Postgres: installed os-apps wiped on pod restart — Phase 8b only runs for Turso store

## Summary

When Temper runs with `--storage postgres`, previously-installed OS apps are lost on process restart. The SpecRegistry repopulates platform + Agent specs at boot, but **there is no code path that replays tenant os-app installs from Postgres** — the Phase 8b recovery exists only for the Turso store.

Observable effect: after `POST /observe/os-apps/<app>/install`, the entity sets (e.g. `/tdata/GitTokens`) work until the next pod restart.

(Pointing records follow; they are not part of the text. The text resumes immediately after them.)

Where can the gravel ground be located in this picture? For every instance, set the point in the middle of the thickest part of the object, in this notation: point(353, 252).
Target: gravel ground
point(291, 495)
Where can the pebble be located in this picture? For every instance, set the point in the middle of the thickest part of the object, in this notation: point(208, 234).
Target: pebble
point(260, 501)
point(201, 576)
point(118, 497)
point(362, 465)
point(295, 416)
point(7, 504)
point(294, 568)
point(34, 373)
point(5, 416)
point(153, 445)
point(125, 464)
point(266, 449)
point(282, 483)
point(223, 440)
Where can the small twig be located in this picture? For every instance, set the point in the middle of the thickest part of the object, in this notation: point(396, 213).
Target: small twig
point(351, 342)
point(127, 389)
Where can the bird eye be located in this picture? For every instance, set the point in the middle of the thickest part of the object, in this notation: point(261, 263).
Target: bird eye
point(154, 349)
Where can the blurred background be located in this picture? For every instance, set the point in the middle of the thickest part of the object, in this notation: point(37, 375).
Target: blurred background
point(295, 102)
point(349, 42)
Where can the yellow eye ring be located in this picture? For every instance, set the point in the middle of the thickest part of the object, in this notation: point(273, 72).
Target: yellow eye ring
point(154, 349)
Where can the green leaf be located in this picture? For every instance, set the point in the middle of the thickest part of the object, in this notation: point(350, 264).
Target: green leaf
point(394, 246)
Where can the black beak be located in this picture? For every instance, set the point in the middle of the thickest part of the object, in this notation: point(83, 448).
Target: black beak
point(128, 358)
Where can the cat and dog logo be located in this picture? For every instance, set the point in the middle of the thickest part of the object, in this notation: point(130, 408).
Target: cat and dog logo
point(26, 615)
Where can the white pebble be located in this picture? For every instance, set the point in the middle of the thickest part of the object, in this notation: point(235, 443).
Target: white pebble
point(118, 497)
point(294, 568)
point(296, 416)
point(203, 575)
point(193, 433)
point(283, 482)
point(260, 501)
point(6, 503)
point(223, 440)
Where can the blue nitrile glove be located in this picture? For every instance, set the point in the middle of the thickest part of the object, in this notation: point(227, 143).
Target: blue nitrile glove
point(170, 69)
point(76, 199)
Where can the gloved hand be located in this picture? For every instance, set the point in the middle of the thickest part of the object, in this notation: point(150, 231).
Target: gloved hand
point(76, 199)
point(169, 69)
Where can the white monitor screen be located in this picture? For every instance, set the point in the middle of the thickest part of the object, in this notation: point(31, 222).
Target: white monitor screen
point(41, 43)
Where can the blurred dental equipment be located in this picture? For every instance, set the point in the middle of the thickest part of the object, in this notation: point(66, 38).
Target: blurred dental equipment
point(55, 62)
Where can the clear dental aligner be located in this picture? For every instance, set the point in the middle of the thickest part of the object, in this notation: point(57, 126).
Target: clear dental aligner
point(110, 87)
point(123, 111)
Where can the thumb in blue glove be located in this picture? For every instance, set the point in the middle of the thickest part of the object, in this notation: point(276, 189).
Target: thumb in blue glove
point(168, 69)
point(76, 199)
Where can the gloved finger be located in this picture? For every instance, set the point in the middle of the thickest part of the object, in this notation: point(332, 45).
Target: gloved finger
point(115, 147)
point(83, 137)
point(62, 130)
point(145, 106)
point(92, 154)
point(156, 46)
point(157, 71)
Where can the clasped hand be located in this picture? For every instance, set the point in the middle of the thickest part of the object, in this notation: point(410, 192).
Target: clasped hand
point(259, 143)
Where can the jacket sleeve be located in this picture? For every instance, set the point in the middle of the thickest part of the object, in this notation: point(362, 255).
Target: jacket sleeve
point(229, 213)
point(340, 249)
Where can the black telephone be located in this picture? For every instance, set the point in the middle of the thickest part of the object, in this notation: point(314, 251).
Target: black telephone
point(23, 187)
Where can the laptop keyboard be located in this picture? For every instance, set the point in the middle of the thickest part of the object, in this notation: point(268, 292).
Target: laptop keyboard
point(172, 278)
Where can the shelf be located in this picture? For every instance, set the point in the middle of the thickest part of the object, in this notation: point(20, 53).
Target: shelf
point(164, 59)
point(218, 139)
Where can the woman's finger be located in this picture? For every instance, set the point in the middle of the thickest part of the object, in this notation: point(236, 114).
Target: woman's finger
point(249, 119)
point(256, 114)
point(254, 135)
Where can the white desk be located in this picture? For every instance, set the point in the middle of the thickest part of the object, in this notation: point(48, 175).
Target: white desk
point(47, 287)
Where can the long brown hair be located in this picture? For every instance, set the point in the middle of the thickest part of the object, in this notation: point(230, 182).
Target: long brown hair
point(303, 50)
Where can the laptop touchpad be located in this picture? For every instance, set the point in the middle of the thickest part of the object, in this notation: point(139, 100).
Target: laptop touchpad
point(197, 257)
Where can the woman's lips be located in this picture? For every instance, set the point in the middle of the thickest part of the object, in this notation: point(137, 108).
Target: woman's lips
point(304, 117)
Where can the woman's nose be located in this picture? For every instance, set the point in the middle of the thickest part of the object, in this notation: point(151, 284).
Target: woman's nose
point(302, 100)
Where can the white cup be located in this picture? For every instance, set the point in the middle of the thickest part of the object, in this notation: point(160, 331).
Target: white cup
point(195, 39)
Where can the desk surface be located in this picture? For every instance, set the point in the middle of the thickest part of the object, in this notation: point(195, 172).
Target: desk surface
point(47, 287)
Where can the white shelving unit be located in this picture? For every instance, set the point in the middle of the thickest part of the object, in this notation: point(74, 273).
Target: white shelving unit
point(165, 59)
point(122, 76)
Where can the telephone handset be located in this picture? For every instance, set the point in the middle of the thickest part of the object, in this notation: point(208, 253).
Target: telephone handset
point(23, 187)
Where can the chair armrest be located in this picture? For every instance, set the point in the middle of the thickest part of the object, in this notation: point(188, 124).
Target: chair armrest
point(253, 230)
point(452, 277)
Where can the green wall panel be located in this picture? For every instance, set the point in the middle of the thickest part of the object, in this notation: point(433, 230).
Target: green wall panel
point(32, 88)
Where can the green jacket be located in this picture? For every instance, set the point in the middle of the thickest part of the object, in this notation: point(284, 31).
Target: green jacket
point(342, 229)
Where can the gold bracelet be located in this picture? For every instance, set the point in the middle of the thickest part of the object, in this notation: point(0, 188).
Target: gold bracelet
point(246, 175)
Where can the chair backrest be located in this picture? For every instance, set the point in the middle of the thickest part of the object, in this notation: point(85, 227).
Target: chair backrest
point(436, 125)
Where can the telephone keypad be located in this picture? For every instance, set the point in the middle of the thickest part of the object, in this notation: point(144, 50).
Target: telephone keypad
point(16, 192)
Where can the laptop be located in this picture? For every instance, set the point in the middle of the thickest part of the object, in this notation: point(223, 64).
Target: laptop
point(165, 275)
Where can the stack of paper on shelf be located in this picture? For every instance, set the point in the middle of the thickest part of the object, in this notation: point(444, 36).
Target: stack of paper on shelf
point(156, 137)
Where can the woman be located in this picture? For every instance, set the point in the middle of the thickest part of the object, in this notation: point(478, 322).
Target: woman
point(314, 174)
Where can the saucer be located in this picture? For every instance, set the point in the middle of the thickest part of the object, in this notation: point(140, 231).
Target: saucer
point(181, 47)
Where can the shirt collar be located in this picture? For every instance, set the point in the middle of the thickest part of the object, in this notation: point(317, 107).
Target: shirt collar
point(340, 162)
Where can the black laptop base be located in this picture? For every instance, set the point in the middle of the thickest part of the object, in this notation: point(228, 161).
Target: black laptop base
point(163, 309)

After restart, `{"error":{"code":"EntitySetNotFound","message":"Entity set 'GitTokens' not found"}}` is returned for anything the user app defined.

## Environment

- Temper HEAD `078777d2aea5`.
- Storage: `--storage postgres` (Cloud SQL Postgres 16).
- Deployment: k8s Deployment, 2 replicas.
- Repro was against the `dark-helix` OS app with 21 entity types.

## Root cause

Two gaps working together:

1. **`temper-store-postgres` has no installed-apps tracking.** Trait methods on `PlatformStore`:

   - `is_app_installed(tenant, app)`
   - `record_installed_app(tenant, app)`
   - `list_all_installed_apps()`

   are implemented in `temper-store-turso::store::specs` (see
   `crates/temper-store-turso/src/store/specs.rs:246`) but have **no equivalent** in `crates/temper-store-postgres/`. Grepping the crate returns zero hits for `list_all_installed_apps` / `record_installed_app` / `is_app_installed`.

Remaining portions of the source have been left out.